The most reliable way of passing a value from a child package to its parent is via a script task. We take advantage of the SSIS variable scoping rules to do this. Remember that the scope of the variable "User::ParentRowCount" is set to the parent package, which means that this variable is accessible in all subcontainers of the package, including the Execute Package Task and the child package. The only constraint is that the  child package can't contain a variable of the same name as the parent variable we want to write to, as otherwise the child variable would "hide" the parent variable.

The simplest way to do this is to create the script task and add the child variable to the "ReadOnlyVariables" collection and the parent variable to the "ReadWriteVariables" collection.

Our script task only requires one line of code, to assign the one variable to the other;

Dts.Variables["User::ParentRowCount"].Value = Dts.Variables["User::RowsInserted"].Value;

This works because the contents of this dialog are not validated at design time, so we will be able to deploy and run our package, as long as we only ever execute the "Data Flow" package via the Execute Package task. If we attempt to execute the child package by itself, it will fail, as there will be no variable "User::ParentRowCount" to write to.
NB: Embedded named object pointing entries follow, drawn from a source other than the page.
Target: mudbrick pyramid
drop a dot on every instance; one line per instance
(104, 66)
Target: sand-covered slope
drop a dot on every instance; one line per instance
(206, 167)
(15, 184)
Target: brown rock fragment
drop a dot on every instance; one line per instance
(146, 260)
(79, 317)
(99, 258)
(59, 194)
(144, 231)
This is somewhat unsatisfactory, as we'd really like to be able to develop and test the child package in isolation.

The answer is to remove these variables from the built-in ReadOnlyVariables and ReadWriteVariables collections, and add a test in the body of the code to see whether the variable is present before attempting the assignment.

I've included the whole of the Main() function here. We use the Contains() function to check whether the variable exists before doing the assignment. We also have some additional "plumbing" to do to create our own variables collection, "lock" the variables we need, then "unlock" them when we're done.

public void Main()
{
           

            if (Dts.VariableDispenser.Contains("User::ParentRowCount"))
            {

                Variables vars = default(Variables);
                this.Dts.VariableDispenser.LockForWrite("User::ParentRowCount");
                this.Dts.VariableDispenser.LockForRead("User::RowsInserted");
                this.Dts.VariableDispenser.GetVariables(ref vars);
                vars["User::ParentRowCount"].Value = vars["User::RowsInserted"].Value;
                vars.Unlock();

            }
Dts.TaskResult = (int)ScriptResults.Success;
}

In the download that accompanies this article, I've included a second version of the "Data Flow" package containing this script task. If you modify the Execute Package task to call this version instead, you should get the number of rows inserted into the body of the email.
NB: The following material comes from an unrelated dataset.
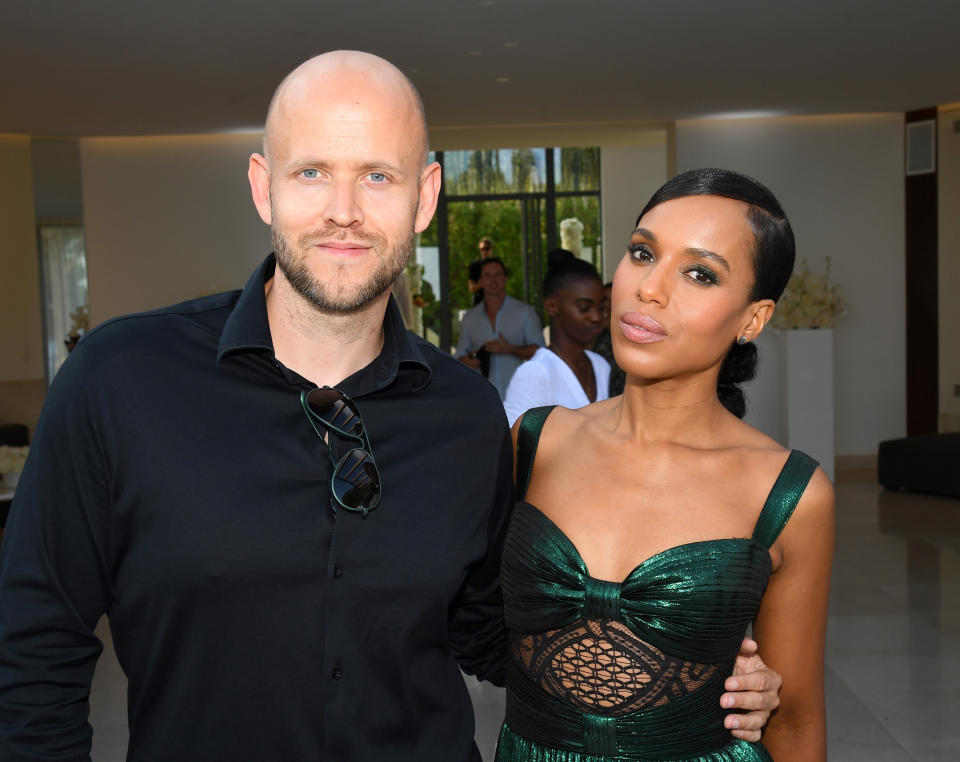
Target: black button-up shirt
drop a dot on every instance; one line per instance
(176, 484)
Here's the Papercut window again, this time with the correct row count.

Summary

If you run the "Data Flow" package by itself, the rows will still be inserted and the package will not fail.Likewise, the "Send Email" package can also be run by itself, in this case reporting that "0 rows were inserted". By adding a few lines of code, we have two child packages that can be developed and tested independently, delivering the benefits noted at the start of the article.